Australia-based SPEE3D has refined their supersonic 3D printing process.
Their unique process involves blasting fine particles of a metal powder towards a target at literally supersonic speeds, hence the company’s name. The energy carried by the swiftly moving particles causes the powder to bond to the target, thus gradually forming a fully 3D metal object.
The key advantages of their process include a more rapid rate of 3D printing, which is quite a bit faster than typical powder-bed laser processes. In addition, their process also allows use of powdered metals that are not easily used or even impossible in several alternative metal 3D printing processes. Copper, for example, is a popular metal used in SPEE3D systems, but that material is rarely found in alternative systems.
It’s also now possible to mix different powdered metals to form dynamic alloys, as well as mixing materials together. For example, SPEE3D’s machines have produced complex heat sinks in aluminum that use copper features to carry heat, suitable for outdoor use. SPEE3D can now produce multi-component structures, and this is a fascinating development.

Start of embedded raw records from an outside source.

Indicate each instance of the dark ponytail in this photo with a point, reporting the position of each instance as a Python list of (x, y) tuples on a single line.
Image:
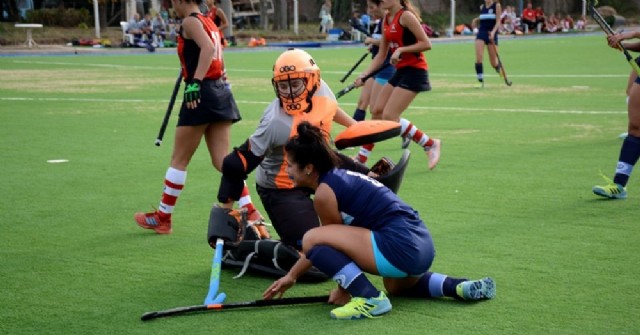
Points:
[(310, 146)]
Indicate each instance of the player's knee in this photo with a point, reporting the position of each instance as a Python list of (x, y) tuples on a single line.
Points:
[(311, 239), (217, 162)]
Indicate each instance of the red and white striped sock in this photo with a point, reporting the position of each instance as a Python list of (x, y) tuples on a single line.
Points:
[(364, 153), (174, 182), (407, 129)]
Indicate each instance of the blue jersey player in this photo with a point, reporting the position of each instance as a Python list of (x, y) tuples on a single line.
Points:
[(384, 236), (489, 23)]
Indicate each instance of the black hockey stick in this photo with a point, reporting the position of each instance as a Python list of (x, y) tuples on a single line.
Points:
[(503, 73), (352, 86), (607, 29), (353, 68), (165, 121), (246, 304)]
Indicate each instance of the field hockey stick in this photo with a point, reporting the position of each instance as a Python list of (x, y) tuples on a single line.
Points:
[(503, 73), (214, 283), (361, 29), (609, 31), (353, 68), (352, 86), (246, 304), (167, 114)]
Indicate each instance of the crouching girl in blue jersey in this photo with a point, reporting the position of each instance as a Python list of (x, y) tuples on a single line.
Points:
[(382, 236)]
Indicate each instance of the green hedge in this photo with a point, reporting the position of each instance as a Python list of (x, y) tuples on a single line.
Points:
[(60, 17)]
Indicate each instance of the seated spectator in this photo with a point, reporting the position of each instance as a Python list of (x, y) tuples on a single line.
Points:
[(529, 18), (147, 27), (133, 26), (365, 21), (158, 27), (354, 21), (552, 24)]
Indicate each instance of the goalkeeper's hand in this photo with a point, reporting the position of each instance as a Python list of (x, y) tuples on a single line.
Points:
[(192, 93)]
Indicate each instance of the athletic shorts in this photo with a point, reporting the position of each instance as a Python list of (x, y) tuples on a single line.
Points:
[(484, 36), (400, 253), (412, 79), (291, 213), (216, 104)]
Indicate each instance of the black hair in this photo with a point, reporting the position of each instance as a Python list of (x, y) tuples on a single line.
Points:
[(310, 146)]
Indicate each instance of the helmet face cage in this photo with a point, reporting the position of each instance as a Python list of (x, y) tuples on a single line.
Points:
[(302, 77)]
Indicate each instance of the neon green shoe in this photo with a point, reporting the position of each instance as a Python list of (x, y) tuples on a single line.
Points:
[(359, 308), (480, 289), (611, 190)]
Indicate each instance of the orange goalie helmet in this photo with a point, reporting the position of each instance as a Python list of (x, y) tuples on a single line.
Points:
[(296, 77)]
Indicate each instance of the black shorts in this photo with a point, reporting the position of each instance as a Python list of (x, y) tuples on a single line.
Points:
[(412, 79), (483, 35), (216, 104)]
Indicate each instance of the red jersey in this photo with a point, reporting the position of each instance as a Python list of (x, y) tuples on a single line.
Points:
[(189, 52), (397, 36)]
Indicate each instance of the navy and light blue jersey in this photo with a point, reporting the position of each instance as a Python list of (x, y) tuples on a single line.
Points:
[(374, 202), (487, 17)]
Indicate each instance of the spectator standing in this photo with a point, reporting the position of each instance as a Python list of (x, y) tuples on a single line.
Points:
[(373, 86), (301, 95), (326, 21), (219, 18), (541, 19), (134, 26)]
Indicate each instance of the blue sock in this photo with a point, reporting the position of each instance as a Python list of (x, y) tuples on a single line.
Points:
[(434, 285), (479, 71), (343, 270), (359, 114), (629, 154)]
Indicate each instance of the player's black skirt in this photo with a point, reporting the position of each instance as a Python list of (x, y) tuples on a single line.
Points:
[(412, 79), (483, 35), (216, 104)]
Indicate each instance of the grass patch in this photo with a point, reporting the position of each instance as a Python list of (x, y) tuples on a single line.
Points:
[(510, 199)]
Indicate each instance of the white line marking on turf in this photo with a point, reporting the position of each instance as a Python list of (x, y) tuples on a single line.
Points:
[(427, 108), (340, 72)]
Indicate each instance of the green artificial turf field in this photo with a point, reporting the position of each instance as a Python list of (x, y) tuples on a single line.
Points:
[(511, 197)]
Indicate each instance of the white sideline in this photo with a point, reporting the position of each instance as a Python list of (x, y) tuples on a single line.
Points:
[(429, 108)]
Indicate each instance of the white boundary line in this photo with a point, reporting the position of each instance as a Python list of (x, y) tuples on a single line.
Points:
[(425, 108), (433, 74)]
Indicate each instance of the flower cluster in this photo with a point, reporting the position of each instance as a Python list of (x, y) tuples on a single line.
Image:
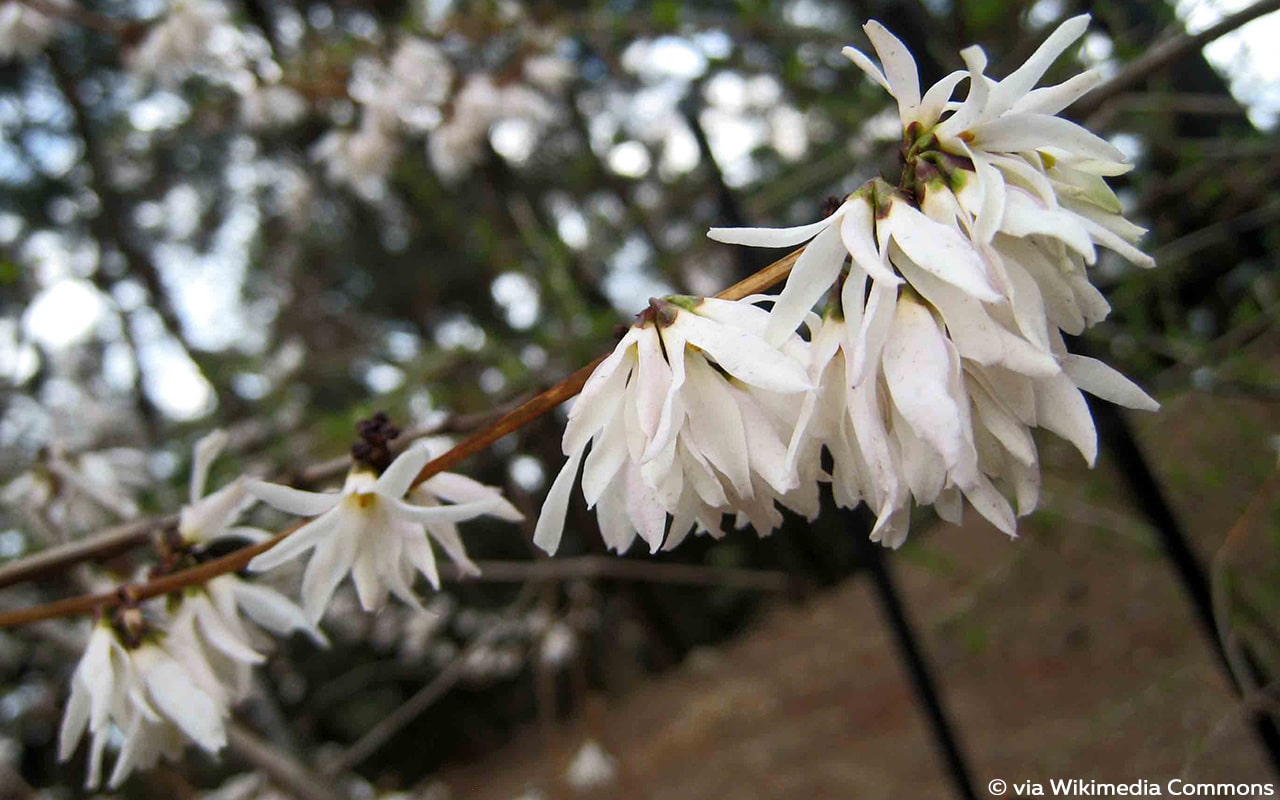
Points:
[(938, 350)]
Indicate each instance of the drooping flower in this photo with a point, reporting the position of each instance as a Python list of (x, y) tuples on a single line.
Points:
[(209, 615), (690, 416), (156, 691), (369, 530), (193, 36)]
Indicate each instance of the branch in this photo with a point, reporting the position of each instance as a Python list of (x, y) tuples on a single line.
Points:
[(115, 540), (522, 415), (1164, 54)]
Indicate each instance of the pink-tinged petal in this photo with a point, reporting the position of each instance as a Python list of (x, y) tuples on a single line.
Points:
[(716, 424), (298, 542), (1019, 82), (293, 501), (644, 511), (1029, 132), (1054, 99), (992, 504), (652, 383), (858, 233), (917, 369), (461, 512), (976, 334), (590, 414), (743, 355), (461, 489), (612, 515), (863, 62), (1009, 430), (1061, 408), (1101, 380), (904, 81), (206, 451), (551, 521), (1024, 215), (869, 342), (940, 250), (970, 110), (329, 565), (769, 237), (812, 277), (396, 479)]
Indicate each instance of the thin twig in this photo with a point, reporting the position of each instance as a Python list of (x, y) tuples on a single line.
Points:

But as always, the biggest advantage of SPEE3D’s process is the cost of 3D printing; it’s significantly less than alternative processes. The copper wheel pictured above, for example, was produced in only twelve minutes and cost only US$10. That’s a huge price advantage.
This larger copper wheel, which is about a meter in diameter, was 3D printed in only six hours:
However, the level of detail and resolution on parts produced with SPEE3D’s process are not nearly as fine as can be found on some alternative metal 3D printing processes. This has meant that SPEE3D is targeting foundries as its main market, where plenty of non-detail metal parts are typically produced.
The strategy there is to enable a foundry to produce low-volume part runs, say 5-100 units. Using normal manufacturing processes, a low number of units could often be prohibitively expensive to produce. This might open up entirely new markets for local foundries. SPEE3D can produce the part faster yet at the same cost.
One way of looking at this would be the foundry would have a choice of producing a detailed quote for a low-volume project in a week, or just execute the job entirely with SPEE3D’s technology in only three days. This technology could change the game for local foundries.
Another improvement to SPEE3D’s process is their work on nozzle reliability, in particular for certain materials. The nozzle obviously undergoes significant stress as it’s blasting metal particles at supersonic speed. They explained to us that this work is often a balance between avoiding wear and clogging the nozzle, which are mutually exclusive.
The company’s flagship machine, the LightSPEE3D printer, is to be joined by a larger machine, the WarpSPEE3D. This machine is likely to use the same internal components, but in a larger build volume, apparently 1000 diameter x 700 mm (SPEE3D prints in a cylindrical build volume.)
We’re quite impressed with the SPEE3D solution, as it is not just a metal 3D printer; it’s a metal 3D printer that’s designed for a specific industry that’s largely been ignored by the rest of the 3D printing world.